Bwee Hwa mengerutkan alisnya dan menatap wajah Kam Ki yang tampan itu dengan sinar mata penuh selidik. “Apa yang kau maksudkan?” tanyanya ketus.
“Begini, nona. Pihak kalian kematian seorang dan pihak kami kematian empat orang. Biarlah kami mengalah dan tidak ada dendam lagi di antara kami. Adapun mengenai patung Dewi Kwan Im dari Kuil Ban-hok-si itu, kami akan berbaik hati mengembalikannya kepadamu. Akan tetapi sebaliknya kalian harus membalasnya dengan kebaikan pula.”
“Kebaikan apa?” tanya Bwee Hwa, masih ketus karena ia merasa ragu apakah Ui Kong dapat menerima usul perdamaian itu karena ia tahu bahwa pemuda itu amat sakit hati terhadap Pek-bin Moko yang telah membunuh ayahnya.
“Begini.

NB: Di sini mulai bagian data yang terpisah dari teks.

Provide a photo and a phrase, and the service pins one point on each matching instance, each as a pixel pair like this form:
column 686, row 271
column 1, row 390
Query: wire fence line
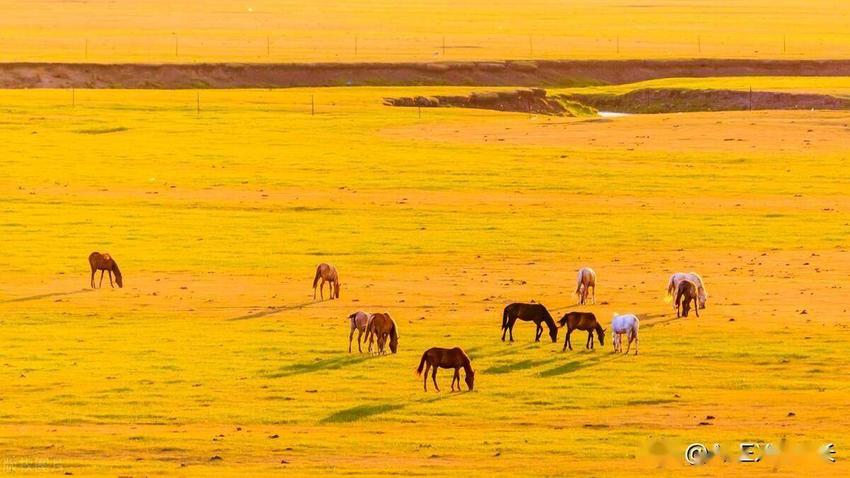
column 275, row 47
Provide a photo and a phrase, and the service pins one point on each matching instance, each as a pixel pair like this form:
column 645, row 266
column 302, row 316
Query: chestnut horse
column 677, row 278
column 358, row 321
column 586, row 280
column 105, row 263
column 536, row 313
column 328, row 274
column 582, row 321
column 380, row 326
column 685, row 293
column 455, row 358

Kita berdamai saja, melupakan permusuhan kami mengembalikan pa-tung, akan tetapi kalian tinggal di sini, engkau menjadi isteriku, nona dan kedua orang ini menjadi pembantu-pembantuku. Bagaimana pendapatmu?”
Wajah Bwee Hwa menjadi merah, matanya mencorong dan ia menerjang dan menyerang Kam Ki sambil membentak. “Jahanam busuk, siapa sudi menjadi isterimu? Makan pedang ini!”
Serangan Bwee Hwa itu dahsyat sekali karena ia telah mengerahkan seluruh tenaga dan gerakannya cepat bukan main, pedangnya berkelebat meluncur ke arah leher Kam Ki bagaikan seekor tawon terbang menyerang. Akan tetapi, walaupun Kam Ki terkejut melihat dahsyatnya serangan itu dan merasa kagum, namun dia yang telah memiliki ilmu kepandaian tinggi dapat mengelak dengan loncatan ke belakang dan berkata kepada Ang-bin Moko dan Pek-bin Moko. “Kalian bunuh dua orang pemuda itu!”